On the other hand, in the last decade or two, technologies and media have converged into mobile smartphones. It is now assumed that a mobile phone can handle, in addition to speech, also all other media such as audio and video. To keep speech and audio codecs separate in such a device seems then rather artificial and superfluous. Moreover, content such as movies and radio shows frequently exhibit a mixture of speech and audio, which would benefit from a unified codec. Consequently, in the last two decades, a wave of unification has gone through the fields, especially in the form of coding standards that cover both speech and audio applications, such as [] .
While it can be expected that the process of unification will continue, that does not make speech codecs redundant. Speech codecs still possess a prominent part in unified speech and audio codecs and currently there is little evidence for that to change. The principles of speech coding will be further and further merged into such unified codecs, but the techniques themselves will not disappear. In particular, I would predict that methods of audio and speech coding will in the near future be generalised such that traditional methods of both areas are special cases of a unified theory.
1.2 Perceptual Quality
The classical ultimate goal of perceptual coding, especially within audio coding, has always been perceptual transparency , which is a loosely defined quality level where the coded signal is perceptually indistinguishable from the original. When analysing short segments of speech or audio, perceptual transparency is fairly unambiguous and if a signal is perceptually transparent when analysed in short sections, it will almost certainly be transparent also when evaluated in longer segments. The reverse is, however, not true. For longer speech and audio signals a much lower quality level is sufficient for perceptual transparency.

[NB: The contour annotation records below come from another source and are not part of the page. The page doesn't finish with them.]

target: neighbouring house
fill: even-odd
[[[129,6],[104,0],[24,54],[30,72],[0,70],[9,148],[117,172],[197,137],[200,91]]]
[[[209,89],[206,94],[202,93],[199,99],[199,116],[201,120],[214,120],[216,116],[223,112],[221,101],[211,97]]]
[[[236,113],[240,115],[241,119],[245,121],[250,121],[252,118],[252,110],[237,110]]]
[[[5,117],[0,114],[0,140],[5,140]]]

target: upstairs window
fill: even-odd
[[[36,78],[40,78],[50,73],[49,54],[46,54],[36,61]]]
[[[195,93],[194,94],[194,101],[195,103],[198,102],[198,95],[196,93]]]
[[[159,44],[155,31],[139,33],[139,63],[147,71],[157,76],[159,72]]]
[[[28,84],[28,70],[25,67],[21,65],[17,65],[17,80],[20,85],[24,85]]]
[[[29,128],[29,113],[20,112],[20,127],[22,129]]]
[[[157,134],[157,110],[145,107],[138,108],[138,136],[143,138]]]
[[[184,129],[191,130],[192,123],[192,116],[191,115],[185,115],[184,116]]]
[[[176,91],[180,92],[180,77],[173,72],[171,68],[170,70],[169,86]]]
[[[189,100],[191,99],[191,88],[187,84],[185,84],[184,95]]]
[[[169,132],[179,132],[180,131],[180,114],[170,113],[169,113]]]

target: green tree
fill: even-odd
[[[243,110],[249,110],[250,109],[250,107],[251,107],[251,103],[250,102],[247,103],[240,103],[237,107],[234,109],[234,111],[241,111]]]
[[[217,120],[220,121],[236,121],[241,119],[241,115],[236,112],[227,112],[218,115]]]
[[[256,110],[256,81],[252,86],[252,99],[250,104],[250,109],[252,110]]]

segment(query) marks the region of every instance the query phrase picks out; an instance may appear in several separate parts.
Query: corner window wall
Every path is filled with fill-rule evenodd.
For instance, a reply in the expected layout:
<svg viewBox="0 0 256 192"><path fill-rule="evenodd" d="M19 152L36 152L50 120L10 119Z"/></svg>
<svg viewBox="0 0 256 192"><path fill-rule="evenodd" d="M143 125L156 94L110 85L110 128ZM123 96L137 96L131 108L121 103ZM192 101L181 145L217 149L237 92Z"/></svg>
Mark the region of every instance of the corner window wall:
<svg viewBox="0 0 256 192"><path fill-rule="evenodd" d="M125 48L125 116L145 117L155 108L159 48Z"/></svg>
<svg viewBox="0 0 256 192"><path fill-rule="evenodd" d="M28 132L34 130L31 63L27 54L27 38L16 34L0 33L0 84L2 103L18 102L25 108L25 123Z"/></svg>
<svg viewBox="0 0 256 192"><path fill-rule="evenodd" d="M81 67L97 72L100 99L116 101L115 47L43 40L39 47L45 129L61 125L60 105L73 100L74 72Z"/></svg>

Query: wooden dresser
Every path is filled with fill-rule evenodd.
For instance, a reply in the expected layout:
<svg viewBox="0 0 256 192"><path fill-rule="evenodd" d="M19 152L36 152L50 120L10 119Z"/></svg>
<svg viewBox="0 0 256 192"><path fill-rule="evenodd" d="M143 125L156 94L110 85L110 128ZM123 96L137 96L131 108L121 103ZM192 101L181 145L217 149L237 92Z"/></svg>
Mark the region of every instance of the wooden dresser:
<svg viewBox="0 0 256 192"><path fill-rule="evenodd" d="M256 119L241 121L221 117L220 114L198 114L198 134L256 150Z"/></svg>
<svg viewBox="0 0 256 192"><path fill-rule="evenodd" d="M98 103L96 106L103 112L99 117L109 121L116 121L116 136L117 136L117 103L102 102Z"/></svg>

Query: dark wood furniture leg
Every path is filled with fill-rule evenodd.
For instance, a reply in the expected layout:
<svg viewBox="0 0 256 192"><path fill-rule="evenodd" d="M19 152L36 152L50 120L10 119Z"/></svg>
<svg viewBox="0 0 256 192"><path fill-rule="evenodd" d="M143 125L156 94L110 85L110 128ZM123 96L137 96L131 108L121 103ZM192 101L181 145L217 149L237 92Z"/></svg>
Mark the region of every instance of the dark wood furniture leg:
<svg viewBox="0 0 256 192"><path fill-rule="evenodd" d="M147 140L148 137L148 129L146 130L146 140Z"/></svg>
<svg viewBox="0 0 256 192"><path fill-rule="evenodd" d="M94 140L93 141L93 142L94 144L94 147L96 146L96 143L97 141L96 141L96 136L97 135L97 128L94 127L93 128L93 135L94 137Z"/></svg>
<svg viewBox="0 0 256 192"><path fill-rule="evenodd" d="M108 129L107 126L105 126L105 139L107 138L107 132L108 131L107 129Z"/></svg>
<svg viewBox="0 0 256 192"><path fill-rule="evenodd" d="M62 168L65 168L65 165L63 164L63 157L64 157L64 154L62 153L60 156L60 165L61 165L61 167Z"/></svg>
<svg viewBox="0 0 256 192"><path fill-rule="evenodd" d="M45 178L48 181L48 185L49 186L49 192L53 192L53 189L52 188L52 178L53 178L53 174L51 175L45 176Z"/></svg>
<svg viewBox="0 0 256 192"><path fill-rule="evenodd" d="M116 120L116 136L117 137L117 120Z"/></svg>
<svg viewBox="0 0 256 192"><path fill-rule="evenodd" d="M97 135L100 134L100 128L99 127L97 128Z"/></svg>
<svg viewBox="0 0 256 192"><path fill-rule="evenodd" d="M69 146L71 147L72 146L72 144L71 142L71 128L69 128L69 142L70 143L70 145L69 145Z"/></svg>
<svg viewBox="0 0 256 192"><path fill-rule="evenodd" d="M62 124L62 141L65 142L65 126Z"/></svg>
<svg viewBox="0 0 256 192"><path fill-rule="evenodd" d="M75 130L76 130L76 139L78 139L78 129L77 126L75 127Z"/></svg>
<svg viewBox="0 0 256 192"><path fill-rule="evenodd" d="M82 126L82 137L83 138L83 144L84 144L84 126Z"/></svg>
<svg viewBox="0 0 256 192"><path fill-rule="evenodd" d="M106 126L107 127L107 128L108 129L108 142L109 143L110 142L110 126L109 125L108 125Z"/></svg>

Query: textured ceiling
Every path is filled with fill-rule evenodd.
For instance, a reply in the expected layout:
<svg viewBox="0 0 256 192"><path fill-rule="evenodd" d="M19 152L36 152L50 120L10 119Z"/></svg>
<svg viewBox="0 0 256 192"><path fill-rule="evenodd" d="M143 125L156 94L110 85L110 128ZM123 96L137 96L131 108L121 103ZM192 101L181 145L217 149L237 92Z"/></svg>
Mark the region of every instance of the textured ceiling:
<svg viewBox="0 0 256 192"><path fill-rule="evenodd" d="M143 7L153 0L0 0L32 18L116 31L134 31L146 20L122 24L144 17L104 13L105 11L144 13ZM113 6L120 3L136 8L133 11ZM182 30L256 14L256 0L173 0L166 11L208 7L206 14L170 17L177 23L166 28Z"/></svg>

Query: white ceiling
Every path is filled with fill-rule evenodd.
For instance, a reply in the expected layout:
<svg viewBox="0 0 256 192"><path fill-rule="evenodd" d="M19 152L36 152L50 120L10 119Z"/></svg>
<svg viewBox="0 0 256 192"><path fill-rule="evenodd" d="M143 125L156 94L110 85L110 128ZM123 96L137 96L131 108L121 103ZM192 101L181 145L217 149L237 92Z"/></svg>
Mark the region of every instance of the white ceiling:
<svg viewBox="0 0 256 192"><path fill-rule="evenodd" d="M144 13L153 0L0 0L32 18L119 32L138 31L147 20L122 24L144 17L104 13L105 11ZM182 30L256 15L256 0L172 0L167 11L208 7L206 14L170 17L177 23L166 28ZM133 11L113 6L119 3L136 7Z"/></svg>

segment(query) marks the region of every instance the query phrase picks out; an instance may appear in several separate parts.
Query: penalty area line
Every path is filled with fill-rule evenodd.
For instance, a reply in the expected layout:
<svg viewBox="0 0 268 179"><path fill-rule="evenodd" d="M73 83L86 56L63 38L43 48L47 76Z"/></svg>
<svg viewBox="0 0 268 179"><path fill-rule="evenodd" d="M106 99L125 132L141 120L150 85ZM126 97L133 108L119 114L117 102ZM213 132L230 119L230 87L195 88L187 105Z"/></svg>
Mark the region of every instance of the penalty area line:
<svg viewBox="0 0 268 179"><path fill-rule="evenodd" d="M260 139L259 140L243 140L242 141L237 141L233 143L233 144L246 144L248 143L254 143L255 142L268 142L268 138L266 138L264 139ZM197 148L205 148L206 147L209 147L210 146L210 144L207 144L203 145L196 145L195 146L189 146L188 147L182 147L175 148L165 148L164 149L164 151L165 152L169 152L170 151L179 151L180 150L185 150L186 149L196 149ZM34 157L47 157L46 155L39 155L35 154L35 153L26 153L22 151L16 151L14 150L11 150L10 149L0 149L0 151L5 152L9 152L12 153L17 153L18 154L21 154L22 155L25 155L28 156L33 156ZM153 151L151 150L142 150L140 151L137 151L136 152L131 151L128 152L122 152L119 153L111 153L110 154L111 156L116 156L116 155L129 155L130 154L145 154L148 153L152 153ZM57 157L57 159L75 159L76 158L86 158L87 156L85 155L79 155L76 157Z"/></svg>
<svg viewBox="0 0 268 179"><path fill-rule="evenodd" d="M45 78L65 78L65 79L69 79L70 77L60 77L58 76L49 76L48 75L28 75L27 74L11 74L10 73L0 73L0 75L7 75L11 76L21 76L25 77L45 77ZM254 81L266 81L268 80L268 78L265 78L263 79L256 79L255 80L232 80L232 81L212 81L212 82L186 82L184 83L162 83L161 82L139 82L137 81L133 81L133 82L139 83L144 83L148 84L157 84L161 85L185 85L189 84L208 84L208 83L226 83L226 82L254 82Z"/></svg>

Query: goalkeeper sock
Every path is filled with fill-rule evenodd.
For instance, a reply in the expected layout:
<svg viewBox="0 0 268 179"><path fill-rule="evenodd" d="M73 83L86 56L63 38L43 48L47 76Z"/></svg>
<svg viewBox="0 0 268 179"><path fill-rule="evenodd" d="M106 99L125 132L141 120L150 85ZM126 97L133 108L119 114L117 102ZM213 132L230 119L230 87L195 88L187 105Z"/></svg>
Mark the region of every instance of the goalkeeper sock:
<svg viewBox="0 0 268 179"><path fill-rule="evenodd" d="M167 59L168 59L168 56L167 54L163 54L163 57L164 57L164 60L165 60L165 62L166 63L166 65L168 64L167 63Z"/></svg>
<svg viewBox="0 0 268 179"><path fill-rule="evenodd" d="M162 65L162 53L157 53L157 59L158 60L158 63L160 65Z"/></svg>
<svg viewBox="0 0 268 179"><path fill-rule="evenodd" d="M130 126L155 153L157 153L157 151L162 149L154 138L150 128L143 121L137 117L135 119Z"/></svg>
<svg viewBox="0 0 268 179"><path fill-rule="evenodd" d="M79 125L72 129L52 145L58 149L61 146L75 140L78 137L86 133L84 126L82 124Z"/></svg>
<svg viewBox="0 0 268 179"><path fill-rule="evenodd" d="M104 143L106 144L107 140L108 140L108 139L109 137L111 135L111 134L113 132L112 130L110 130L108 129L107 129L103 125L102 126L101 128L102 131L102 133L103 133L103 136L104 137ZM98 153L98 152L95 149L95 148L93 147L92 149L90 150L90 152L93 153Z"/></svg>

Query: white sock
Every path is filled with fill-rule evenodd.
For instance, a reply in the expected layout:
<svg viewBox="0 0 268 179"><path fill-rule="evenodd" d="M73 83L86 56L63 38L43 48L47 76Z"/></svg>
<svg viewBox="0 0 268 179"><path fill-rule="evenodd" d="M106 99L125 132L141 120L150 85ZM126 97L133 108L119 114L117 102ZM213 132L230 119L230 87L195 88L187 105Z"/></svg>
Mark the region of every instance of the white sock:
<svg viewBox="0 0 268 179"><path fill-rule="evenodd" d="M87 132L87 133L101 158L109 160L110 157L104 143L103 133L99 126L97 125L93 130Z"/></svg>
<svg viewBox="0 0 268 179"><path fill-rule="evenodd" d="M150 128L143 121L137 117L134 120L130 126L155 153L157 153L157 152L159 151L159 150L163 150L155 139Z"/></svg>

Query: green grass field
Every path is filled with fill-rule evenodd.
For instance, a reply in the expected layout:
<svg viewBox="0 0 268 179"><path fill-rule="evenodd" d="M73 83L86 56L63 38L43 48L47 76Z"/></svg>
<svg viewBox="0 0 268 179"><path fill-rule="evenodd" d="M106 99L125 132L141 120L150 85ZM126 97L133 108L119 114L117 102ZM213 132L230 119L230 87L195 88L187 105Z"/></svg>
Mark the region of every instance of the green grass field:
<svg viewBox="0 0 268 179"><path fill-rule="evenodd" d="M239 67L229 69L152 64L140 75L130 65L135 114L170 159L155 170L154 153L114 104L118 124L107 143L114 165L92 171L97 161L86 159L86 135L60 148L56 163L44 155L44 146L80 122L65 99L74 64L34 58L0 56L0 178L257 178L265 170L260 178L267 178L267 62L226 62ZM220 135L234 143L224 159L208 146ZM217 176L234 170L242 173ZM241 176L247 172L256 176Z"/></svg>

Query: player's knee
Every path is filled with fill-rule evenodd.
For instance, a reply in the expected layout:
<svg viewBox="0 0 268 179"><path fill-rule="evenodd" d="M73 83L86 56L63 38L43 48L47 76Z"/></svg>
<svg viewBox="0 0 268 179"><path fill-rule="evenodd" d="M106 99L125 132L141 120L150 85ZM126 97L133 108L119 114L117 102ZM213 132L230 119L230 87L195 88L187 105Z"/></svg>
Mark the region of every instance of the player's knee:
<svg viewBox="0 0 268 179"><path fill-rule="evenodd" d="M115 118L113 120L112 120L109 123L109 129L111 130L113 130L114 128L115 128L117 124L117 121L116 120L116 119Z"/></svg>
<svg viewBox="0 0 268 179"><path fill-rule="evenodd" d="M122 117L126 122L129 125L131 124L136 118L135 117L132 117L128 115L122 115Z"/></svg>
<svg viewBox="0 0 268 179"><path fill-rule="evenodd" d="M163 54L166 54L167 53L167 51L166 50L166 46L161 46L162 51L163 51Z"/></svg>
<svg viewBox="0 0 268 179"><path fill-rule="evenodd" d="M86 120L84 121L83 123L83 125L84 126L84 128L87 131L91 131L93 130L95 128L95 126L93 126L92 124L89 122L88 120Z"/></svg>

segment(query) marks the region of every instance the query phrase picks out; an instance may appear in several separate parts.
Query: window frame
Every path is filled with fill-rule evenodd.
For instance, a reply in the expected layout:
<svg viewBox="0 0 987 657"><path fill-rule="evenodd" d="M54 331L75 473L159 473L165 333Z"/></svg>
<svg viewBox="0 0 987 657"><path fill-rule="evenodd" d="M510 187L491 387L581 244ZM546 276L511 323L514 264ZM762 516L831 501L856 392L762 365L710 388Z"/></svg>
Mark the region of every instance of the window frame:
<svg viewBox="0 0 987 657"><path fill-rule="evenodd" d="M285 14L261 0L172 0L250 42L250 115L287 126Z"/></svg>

Specifically, when considering a long segment of speech or audio, our memory tends to store only abstract level information, such as linguistic content, speech style and speaker identity of a speech signal, but ignore acoustic information that does not carry important information. Consider for example the famous phrase of John F. Kennedy, Ich bin ein Berliner you have probably heard the recording of that at some point. If you would hear a recording of the same phrase today, could you determine whether it is the same recording, another recording made by Kennedy the same day, or an imitation by an skilled orator? However, would you then hear the phrase Ich bin ein Hamburger , you would surely immediately notice the difference, even if it would be a recording spoken by Kennedy himself. Note that the reason as to why the latter phrase is so easily distinguishable from the former is that the meaning of the signal has changed, even if the distance on some acoustic dimension would be small.
The ultimate goal should therefore be something like a cognitive transparency , where the content of a speech or audio signal cannot be distinguished from the original. Unfortunately, science is nowhere near of being able to create objective measures for cognitive transparency and must therefore use perceptual transparency as a fall-back solution.